Over the last four seasons, Villanova has set an NCAA record with 134 victories and needs one more victory to equal the school record of 35 set in 2015-16. What the Wildcats have accomplished ends any talk that Wright is an empty (if extremely elegant) suit. And the coach sees elements in this season’s team that remind him of 2016.

“To get this far, all the teams that are here, you have a laser focus, you have an ability to prepare for different opponents,” he said Friday. “If you don’t, someone’s going to catch you along the way. And it really has to be at a high level. This group reminds me of our group in ’16 in that way. And I feel like we’re getting better as the season goes on, even at this time of year. And that’s something that’s similar to our team in ’16.”
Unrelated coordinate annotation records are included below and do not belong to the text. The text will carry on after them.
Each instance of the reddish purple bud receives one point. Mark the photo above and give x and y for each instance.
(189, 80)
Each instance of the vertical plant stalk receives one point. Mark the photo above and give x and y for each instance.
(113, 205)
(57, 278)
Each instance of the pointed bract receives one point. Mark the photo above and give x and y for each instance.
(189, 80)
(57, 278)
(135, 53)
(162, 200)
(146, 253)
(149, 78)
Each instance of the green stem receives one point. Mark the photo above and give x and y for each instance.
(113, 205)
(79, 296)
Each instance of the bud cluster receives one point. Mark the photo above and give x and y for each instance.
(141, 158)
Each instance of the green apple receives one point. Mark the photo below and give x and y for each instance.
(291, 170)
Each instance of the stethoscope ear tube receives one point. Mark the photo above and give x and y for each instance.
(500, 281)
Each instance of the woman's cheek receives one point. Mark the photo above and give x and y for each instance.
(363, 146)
Villanova tops KenPom.com’s offensive efficiency rankings and the Wildcats average 86.6 points per game and outscore opponents by 16 a game. They average 11.5 threes per game and five players have made 50 or more 3-pointers. For most of the season, Villanova could rely on the fact it could outscore anyone.

“Coach has been on us all season about playing better defense,” Booth said. “There were some games where we might be up 20 and knew we were gonna win but we’d kinda slack off on defense. We had to come around to the idea that if wanted to win a championship, our defense needed to improve.”

And that’s the improvement Wright mentioned. Since losing to Creighton, 89-83 in overtime on Feb. 24, Villanova has won its last nine games. During that stretch, opponents are shooting 39.4 percent from the field (in the macro, foes made 42.7 percent of their shots for the season.) In four NCAA Tournament victories, the Wildcats are allowing 36.7 percent shooting from the field and an icy 27.3 percent from three.

“No matter how many years you’re in coaching you continue to learn from your players,” Wright said. “This group taught me to never give in on the ability to improve defensively. They were so efficient offensively and they picked up so many things we were teaching offensively that I thought it might be really tough to get them to be a good defensive team. I almost thought, all right, we’ve never had a team this good offensively. So, you just can’t get them to be good defensively.

“But they stuck with it and they’re becoming one of our best defensive teams, which I never would have thought midway through the season. But these guys taught me a lot. And I’m really proud of their commitment.”

Two years ago, Villanova beat top-seeded Kansas in the regional final. One step farther along in the bracket, the teams meet again. The Jayhawks are averaging 81.4 a game so the scoreboard operator will need to be nimble.

“In terms of trusting each other on defense, having a belief in each other, there are similarities between this team and the championship team,” said Booth, who scored 20 points off the bench against North Carolina and would have been the most outstanding player if not for Jenkins’ shot. “This team is connected like that one was.”